FBM KLCI drops below 1,700
TM falls to new multi-year low on proposed lower broadband prices
PETALING JAYA: The FBM KLCI broke below the psychologically important 1,700-point mark yesterday after uncertainties from the US-China trade war continued to dominate headlines.
The benchmark index fell 17.43 points or 1.02% by the end of the day to close at 1,692.32 points.
The fallout from the brewing US-China trade war continued to keep investors at bay and sellers overwhelmed buyers on the local bourse.
The broader market also saw declines and was negatively biased although a sizeable number of counters remained unchanged.
The end of yesterday’s trading day saw 748 counters falling, 199 gaining while 357 counters remained unchanged and 614 counters were untraded.
Volume was at 2.12 billion shares worth some RM2.68bil.
Other Asian markets were more or less negative, with only Japan’s Nikkei adding 0.61% to 22693.04 and Australia’s ASX 200 gaining 0.96% to 6232.10.
US Dow Jones’ futures pointed to a negative opening at press time but US markets mostly closed mixed the day before yesterday.
Dealers said traders do not like uncertainties and that volatility may also have been exacerbated by short sellers who are now able do short selling on the local market.
“The benchmark FBM KLCI index had also been affected following the Government’s directive to lower broadband fees by some 25% by the end of the year.
“Analysts are thinking that Telekom Malaysia (TM) and other telcos could be on the losing end.

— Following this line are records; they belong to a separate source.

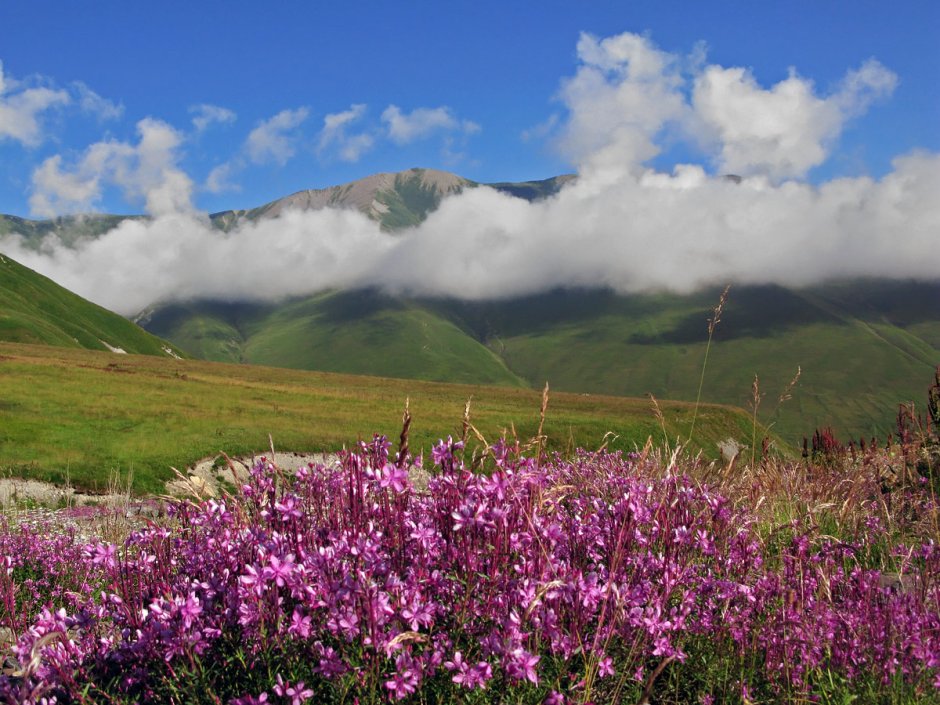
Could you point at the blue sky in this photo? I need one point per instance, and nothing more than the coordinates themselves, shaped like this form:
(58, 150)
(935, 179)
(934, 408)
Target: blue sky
(477, 86)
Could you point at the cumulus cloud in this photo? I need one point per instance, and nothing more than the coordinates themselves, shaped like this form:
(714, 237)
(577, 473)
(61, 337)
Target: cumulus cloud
(94, 104)
(404, 128)
(622, 97)
(21, 110)
(146, 172)
(335, 137)
(621, 224)
(677, 231)
(206, 114)
(274, 140)
(784, 131)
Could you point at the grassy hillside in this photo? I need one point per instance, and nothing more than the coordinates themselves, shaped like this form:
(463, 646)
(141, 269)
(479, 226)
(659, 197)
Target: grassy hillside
(862, 347)
(353, 332)
(80, 415)
(37, 310)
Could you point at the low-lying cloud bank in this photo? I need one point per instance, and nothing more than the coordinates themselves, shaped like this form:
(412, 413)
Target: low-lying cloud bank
(621, 224)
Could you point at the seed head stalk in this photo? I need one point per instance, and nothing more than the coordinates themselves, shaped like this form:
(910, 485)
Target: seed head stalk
(712, 324)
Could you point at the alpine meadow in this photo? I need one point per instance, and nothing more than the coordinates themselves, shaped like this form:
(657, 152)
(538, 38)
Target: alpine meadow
(487, 353)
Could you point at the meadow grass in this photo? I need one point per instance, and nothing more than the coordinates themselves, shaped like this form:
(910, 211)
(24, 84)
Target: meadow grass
(82, 415)
(652, 577)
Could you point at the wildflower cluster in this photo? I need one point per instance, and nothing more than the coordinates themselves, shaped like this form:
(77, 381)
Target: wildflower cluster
(593, 579)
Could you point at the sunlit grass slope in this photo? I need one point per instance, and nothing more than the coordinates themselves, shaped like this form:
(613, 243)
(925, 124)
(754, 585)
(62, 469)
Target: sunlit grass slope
(863, 347)
(34, 309)
(79, 415)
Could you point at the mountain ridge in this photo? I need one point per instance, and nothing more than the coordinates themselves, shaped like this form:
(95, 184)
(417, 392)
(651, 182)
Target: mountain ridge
(863, 345)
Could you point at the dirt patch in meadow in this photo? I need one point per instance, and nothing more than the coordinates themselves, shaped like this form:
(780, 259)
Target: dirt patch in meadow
(210, 476)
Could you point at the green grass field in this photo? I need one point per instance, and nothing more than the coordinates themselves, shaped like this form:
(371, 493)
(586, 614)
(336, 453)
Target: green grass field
(862, 347)
(34, 309)
(78, 416)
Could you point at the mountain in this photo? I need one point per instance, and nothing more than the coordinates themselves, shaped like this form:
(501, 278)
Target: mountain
(863, 346)
(395, 200)
(37, 310)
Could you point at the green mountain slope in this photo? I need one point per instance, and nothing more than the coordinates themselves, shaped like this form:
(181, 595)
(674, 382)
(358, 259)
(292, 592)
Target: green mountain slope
(34, 309)
(862, 347)
(395, 200)
(353, 332)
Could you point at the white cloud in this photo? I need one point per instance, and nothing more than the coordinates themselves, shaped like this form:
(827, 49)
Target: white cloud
(92, 103)
(542, 129)
(220, 178)
(784, 131)
(404, 128)
(678, 231)
(624, 94)
(21, 109)
(334, 136)
(206, 114)
(274, 140)
(621, 224)
(146, 172)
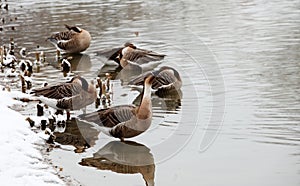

But no one really knows how this will actually pan out yet,” a dealer said.
On Wednesday, Communications and Multimedia Minister Gobind Singh Deo said broadband prices could be lowered after the implementation of the Mandatory Standard on Access Pricing that was enforced from June 8.
Kenanga Research said in its report that TM is set to be on the losing end.
“Should the wholesale access pricing and the broadband retail price be cut by 25%, TM’s turnover is expected to be reduced by 3.5%13.7% in financial year 2018 (FY18)FY19.
“Assuming a similar net profit margin of 5.7%-6.3%, its FY18-FY19 forecast net profit will be lowered to RM645mil-RM655mil (or -4.0%/13.4%), respectively,” the research house said.
It lowered its discounted cashflow-driven target price to RM3.70 from RM4.35 previously.
TM fell to a new multi-year low of RM3.14 at its close, which is a level not seen since 2011.
Meanwhile, Affin Hwang Capital Research said while it was surprised by the swift execution of the decision to cut broadband prices, it believed that in the long run, the group has tools to cushion the blow.
“TM’s share price has fallen by 26% month-on-month due to concerns over a price cut.
“At 25 times 2019 forecast priceto-earnings ratio and 5% 2019 dividend yield (after 25% broadband price cut), valuations look fair,” it said.